怎么其他两篇题解都是 \(O(n\log n)\) 的,来发一个 \(O(n)\) 做法,当考前复习了。
对原序列建出小根笛卡尔树,节点编号与原序列中的下标相同。记 \(T_u\) 表示以 \(u\) 为根的子树,\(lc(u),rc(u)\) 分别表示 \(u\) 的左儿子和右儿子。
设 \(f_u\) 表示删除若干 \(T_u\) 中的点(可以不删),但不能删空的方案数。

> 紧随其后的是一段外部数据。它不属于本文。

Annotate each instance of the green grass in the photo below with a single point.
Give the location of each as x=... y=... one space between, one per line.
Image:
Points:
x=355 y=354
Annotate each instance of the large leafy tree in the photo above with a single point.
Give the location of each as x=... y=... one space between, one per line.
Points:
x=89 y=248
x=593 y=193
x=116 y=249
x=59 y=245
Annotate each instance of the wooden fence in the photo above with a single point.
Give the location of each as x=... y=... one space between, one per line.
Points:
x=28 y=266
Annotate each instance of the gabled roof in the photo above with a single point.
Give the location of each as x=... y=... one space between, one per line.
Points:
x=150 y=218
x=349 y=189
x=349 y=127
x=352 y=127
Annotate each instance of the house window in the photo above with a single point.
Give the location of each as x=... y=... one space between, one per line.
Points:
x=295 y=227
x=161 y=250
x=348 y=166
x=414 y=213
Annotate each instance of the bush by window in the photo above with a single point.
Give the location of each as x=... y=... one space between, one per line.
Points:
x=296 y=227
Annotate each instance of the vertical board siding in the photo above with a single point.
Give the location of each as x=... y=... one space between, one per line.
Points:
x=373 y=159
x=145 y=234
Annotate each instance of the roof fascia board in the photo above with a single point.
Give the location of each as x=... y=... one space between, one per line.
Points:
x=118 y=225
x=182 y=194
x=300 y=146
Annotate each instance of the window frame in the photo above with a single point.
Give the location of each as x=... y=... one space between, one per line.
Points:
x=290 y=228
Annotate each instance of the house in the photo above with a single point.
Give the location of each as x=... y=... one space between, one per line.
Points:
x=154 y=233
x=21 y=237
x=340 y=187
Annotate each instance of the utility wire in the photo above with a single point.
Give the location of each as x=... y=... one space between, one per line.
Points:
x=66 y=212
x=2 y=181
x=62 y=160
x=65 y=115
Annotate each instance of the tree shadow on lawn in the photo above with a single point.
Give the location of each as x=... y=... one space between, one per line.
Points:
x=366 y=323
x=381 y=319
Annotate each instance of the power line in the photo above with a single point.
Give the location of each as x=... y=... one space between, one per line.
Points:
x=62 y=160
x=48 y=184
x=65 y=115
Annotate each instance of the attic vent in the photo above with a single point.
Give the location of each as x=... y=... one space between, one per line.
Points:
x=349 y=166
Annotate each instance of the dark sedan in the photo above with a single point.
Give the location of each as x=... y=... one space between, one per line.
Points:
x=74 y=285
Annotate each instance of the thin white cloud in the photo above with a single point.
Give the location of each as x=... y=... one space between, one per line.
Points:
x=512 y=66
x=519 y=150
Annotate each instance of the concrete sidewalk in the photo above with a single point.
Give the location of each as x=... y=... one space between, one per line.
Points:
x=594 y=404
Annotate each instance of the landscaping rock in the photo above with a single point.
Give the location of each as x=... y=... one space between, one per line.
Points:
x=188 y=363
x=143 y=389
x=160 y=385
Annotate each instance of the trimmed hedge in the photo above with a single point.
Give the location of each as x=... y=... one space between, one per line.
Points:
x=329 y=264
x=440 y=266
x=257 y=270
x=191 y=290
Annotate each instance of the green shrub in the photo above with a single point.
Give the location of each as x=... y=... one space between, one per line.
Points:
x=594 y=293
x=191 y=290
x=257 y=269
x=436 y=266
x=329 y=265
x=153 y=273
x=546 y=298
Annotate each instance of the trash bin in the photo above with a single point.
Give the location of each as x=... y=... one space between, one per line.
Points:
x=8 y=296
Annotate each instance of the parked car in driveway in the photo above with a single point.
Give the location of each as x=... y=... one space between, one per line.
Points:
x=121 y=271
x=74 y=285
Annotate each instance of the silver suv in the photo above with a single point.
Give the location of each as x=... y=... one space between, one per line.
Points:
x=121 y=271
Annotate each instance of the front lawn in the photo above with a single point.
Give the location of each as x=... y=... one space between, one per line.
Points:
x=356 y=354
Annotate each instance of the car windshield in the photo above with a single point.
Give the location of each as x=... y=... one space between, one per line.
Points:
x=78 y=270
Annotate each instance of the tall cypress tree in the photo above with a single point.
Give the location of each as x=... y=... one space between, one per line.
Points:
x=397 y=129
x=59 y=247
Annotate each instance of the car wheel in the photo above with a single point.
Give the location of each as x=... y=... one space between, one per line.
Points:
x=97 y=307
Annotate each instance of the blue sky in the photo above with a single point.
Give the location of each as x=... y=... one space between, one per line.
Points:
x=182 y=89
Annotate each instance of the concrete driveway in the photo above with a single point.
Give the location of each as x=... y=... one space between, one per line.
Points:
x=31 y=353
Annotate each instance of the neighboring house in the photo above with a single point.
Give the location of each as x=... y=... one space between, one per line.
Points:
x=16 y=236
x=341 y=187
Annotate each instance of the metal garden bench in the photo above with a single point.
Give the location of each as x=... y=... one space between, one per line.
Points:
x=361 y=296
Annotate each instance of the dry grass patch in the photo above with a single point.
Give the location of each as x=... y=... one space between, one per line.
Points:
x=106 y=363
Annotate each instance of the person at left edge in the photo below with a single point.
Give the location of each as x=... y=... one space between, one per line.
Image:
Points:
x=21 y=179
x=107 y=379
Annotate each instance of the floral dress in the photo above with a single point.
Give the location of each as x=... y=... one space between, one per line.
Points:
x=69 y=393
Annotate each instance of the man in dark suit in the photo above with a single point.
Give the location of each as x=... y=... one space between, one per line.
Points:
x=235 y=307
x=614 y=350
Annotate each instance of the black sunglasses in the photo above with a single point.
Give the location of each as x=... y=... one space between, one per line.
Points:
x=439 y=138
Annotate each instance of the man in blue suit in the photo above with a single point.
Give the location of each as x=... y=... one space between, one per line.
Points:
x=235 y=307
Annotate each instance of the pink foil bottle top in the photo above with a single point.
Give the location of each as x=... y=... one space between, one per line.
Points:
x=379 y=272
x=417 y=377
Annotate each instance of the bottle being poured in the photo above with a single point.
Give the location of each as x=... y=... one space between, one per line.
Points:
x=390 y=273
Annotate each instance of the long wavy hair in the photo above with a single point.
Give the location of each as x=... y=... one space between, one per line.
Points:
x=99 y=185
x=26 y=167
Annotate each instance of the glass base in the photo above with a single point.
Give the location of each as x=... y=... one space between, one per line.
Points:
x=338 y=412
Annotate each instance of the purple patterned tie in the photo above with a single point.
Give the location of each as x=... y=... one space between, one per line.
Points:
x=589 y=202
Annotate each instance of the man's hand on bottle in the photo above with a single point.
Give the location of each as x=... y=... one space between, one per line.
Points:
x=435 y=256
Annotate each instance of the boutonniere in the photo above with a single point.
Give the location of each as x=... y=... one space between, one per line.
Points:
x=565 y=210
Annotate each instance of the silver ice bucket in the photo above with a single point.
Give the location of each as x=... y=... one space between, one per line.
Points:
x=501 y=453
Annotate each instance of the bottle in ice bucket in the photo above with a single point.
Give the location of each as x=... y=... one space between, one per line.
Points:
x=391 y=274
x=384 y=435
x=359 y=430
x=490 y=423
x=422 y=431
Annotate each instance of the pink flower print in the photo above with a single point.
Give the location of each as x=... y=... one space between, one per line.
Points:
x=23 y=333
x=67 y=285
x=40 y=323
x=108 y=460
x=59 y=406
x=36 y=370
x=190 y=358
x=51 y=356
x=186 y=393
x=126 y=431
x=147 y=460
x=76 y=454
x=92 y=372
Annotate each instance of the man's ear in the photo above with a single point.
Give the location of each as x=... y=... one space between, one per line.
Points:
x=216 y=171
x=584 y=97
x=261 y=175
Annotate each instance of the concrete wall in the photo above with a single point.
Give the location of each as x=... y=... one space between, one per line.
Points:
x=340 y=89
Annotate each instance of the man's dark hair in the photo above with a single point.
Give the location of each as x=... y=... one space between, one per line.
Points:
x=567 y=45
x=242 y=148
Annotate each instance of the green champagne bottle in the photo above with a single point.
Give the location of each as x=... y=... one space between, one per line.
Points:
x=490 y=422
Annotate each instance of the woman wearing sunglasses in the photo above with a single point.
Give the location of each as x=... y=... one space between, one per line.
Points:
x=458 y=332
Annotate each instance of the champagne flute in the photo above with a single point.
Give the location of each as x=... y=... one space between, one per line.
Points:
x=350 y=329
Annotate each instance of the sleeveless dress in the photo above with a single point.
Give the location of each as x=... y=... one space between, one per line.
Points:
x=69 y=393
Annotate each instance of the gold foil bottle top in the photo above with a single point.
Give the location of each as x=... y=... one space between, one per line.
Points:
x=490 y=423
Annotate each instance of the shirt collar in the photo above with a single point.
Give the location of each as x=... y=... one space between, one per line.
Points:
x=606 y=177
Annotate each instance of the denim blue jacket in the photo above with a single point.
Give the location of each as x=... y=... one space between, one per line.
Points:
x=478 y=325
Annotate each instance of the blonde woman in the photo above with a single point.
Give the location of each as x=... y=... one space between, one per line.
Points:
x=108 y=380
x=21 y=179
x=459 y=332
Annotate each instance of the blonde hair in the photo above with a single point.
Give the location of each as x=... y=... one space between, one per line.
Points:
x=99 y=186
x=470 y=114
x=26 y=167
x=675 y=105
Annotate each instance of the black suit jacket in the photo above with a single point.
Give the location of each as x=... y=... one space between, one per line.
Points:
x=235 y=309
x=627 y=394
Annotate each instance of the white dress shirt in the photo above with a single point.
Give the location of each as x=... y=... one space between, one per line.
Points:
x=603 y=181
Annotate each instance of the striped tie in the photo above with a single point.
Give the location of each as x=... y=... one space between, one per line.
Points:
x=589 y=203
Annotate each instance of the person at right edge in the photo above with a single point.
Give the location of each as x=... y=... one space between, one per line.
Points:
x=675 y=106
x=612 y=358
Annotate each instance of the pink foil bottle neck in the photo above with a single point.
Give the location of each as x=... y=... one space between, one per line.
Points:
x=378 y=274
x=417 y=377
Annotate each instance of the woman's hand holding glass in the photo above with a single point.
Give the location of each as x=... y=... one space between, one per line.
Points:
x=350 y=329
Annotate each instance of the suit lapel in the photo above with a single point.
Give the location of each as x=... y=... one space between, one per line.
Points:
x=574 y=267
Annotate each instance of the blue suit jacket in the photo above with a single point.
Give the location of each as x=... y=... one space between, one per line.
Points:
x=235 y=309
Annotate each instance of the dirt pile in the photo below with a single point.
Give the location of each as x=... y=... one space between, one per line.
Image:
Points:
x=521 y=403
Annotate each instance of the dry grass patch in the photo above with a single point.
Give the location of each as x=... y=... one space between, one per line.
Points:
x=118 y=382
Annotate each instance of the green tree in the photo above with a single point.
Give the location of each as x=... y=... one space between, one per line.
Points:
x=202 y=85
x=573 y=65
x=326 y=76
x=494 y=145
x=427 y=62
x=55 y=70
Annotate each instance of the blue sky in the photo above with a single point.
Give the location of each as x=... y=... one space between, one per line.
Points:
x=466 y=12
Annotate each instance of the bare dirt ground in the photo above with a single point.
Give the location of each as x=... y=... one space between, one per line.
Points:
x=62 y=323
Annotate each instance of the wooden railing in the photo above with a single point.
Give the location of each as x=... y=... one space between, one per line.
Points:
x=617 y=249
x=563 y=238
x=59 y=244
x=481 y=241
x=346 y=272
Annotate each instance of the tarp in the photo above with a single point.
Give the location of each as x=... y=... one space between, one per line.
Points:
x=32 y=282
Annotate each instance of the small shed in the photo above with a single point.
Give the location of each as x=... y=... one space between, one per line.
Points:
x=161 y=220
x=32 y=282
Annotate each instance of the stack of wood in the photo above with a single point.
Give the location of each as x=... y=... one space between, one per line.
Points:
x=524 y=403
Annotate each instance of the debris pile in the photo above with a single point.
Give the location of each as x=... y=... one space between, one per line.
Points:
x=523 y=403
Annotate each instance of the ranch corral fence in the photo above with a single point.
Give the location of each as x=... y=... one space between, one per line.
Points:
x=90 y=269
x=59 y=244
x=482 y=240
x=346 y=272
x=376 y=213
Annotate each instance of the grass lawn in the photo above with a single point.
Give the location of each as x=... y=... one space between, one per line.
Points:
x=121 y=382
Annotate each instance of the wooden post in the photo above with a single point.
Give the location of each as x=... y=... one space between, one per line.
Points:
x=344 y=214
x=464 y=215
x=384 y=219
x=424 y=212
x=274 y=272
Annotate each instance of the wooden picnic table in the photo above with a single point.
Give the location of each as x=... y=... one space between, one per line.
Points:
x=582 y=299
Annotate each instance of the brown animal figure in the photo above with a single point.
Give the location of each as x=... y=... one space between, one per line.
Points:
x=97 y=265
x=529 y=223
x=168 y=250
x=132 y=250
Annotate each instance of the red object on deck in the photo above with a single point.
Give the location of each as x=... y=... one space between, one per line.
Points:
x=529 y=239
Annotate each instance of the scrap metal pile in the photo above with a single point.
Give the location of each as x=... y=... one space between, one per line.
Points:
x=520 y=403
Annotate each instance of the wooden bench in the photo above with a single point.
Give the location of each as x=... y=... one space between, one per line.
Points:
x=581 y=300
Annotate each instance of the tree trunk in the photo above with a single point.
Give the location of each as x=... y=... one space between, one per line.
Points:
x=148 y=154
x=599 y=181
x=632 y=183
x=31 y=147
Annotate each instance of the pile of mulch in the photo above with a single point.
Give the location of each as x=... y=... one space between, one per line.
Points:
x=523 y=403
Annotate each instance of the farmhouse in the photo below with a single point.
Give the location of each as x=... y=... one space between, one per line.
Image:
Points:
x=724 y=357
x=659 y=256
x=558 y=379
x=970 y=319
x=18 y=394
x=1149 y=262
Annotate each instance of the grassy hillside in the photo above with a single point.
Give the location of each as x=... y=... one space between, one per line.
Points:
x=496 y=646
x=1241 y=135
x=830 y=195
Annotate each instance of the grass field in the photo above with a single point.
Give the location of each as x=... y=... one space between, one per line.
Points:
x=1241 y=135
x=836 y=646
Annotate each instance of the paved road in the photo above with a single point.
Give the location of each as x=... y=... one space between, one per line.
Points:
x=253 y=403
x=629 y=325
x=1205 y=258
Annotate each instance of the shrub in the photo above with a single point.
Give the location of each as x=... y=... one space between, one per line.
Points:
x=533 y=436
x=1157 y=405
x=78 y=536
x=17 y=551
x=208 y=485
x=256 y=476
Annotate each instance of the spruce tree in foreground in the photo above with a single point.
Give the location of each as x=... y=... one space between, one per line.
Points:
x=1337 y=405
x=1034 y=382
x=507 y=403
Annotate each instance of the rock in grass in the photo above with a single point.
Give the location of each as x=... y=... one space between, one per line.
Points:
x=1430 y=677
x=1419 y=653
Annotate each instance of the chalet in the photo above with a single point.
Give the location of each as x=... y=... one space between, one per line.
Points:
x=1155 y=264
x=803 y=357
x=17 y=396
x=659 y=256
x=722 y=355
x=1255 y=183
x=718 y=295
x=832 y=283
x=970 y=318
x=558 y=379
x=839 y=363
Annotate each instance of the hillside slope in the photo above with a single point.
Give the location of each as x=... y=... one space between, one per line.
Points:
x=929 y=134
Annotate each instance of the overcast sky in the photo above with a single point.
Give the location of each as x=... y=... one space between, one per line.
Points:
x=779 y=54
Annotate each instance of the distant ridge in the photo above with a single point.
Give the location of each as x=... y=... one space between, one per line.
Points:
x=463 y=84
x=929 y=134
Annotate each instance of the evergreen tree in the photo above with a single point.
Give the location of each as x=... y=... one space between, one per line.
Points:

假设节点 \(u\) 没有删除,此时左右子树可以删空也可以不删空,有转移:
\[f_u\gets(f_{lc(u)}+1)(f_{rc(u)}+1)
\]
节点 \(u\) 可以被删除,当且仅当其左侧存在比它小的数且它们中间所有数都被删了,或者其右侧存在比它小的数且它们中间所有数都被删了。根据笛卡尔树性质,假设 \(T_u\) 的下标范围是 \([l_u,r_u]\),则 \(l_u-1,r_u+1\) 两个下标的数如果存在,必定比 \(u\) 下标的数要小。根据这一点,有转移:
\[\begin{cases}
f_u\gets f_{rc(u)}&\textrm{if }l_u > 1\\
f_u\gets f_{lc(u)}&\textrm{if }r_u > 1\\
\end{cases}
\]
时间复杂度 \(O(n)\)。
//By: OIer rui_er
#include <bits/stdc++.h>
#define rep(x, y, z) for(int x = (y); x <= (z); ++x)
#define per(x, y, z) for(int x = (y); x >= (z); --x)
#define debug(format...) fprintf(stderr, format)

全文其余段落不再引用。